Research is often publicly funded and, therefore, secondary data analyses can be a way of aggregating value to the original investment, increasing the cost-efficiency of funded research (Camfield and Palmer-Jones, 2013; Roche et al., 2014). Another benefit of secondary analyses is that it prolongs the use of data over time and participants will often engage in research not only to contribute to a particular project, but also to the broader body of knowledge (Bishop, 2013). Researchers have a duty to benefit society through their work by improving policy and practice; secondary data analysis can be another means to achieve this goal with reduced risk to participants (Bishop, 2009).

This secondary data analysis was carried out with young people involved in the Big Brother Big Sister mentoring programme, which have been described as a ‘vulnerable’ population which may experience poor social skills, low self-esteem and/or economic disadvantage (Dolan, Brady, O’Regan, Brumovska, Canavan and Forkan, 2010). This posed further challenges to the justification of carrying out such an analysis despite the criticisms and challenges that exist towards re-using data.

The original research study evaluated the benefits of mentoring relationships between an adult and a young person by focusing on the role of social supports, emotional well-being, education, risk behaviour, relationships and outcomes of matching a young person and an adult (Dolan, Brady, O’Regan, Brumovska, Canavan and Forkan, 2010).

This secondary analysis was focused on exploring one aspect of mentoring relationships that had not been explored previously: the role of empathy in mentoring relationships. It was, therefore, considered that the context of both research questions was similar enough for the data to be valuable and useful in providing further understanding of what the primary data had already achieved about mentoring relationships and their impact on young people. The secondary analysis would build on the first analysis to provide further evidence of how to improve the mentoring programme, maximise the benefits for young people and expand on the body of knowledge to inform policy and improve practice in the field.
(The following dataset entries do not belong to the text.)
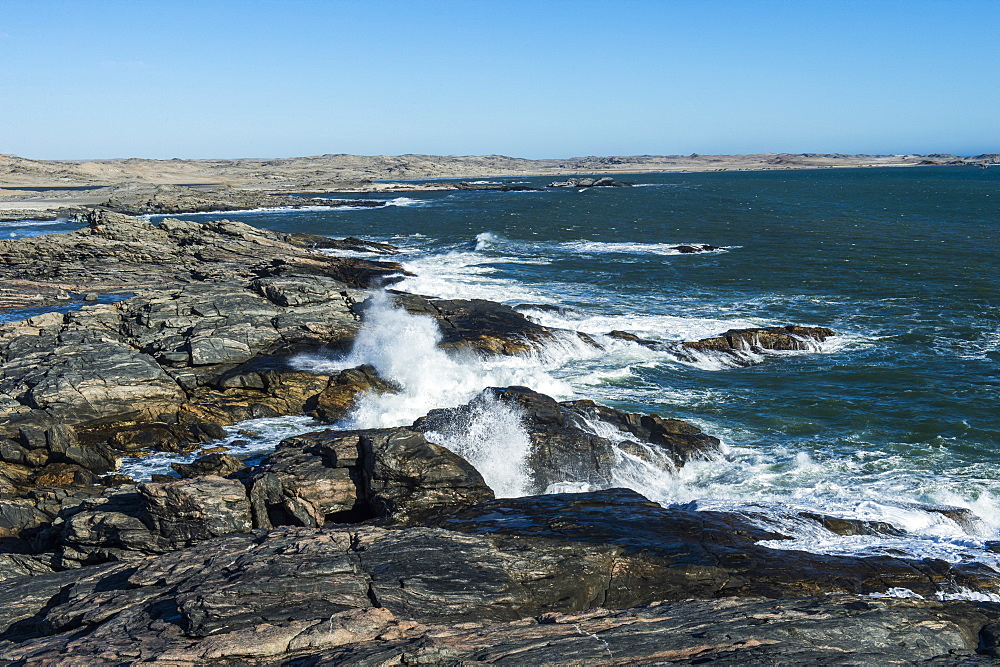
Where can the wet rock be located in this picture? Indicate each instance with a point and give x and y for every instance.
(842, 526)
(350, 243)
(484, 326)
(337, 476)
(604, 181)
(337, 400)
(696, 248)
(218, 464)
(496, 187)
(632, 338)
(581, 442)
(791, 337)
Consent and informed consent

The first major issue that this secondary data analysis had is that participants were not asked to consent for their data to be archived or included in further research. This was a limitation that had to be carefully dealt with. Original participants gave consent to a research study that in essence provided further understanding of mentoring relationships, supports, benefits and outcomes. The secondary data analysis is expanding further on this knowledge by introducing a new variable: empathy. It was considered that the purpose of the primary analysis also covered the purpose of the secondary analysis and was, therefore, deemed viable. According to Bishop (2013) some secondary researchers have argued that they are entitled to use data in new ways as long as confidentiality and integrity of the data are not breached at any time. Issues with consent were approached with the selection of secondary data analysis instead of archiving the data. Secondary data analysis allowed original researchers to be involved and ‘supervise’ the type of analysis that was carried out with the data.

Secondary researchers are aware that ideally consent should have been sought from participants at the time the data was collected. However, the next issue is determining if consent at the time of primary data collection is really ‘informed’ as researchers may not foresee specifically what the archived data or secondary data analyses in the future will be before the research is designed (Bishop, 2012). Bishop (2014) argues that researchers need to inform participants of the benefits and risks of taking part in research, but this does not mean that researchers are in a position to decide ‘what is best’ for participants. Therefore, consent should be sought and explanations of potential uses of the data should also be specified to help participants make their own informed, if limited, decisions.

Another issue of informed consent may be less explored in the literature: researcher consent. Consent from researchers, as well as participants, needs to be sought because where data is constructed mutually, both parties contributed to the production of data and therefore share ownership. More importantly, Camfield and Palmer-Jones (2013) would also argue that researchers may reveal and report personal information that may have contributed to build rapport. This information may also be sensitive; therefore, informed consent needs to be sought from participants and original data collectors and analysts, particularly in the case of secondary data analysis, as archived data is usually covered by data licenses agreed with the repository.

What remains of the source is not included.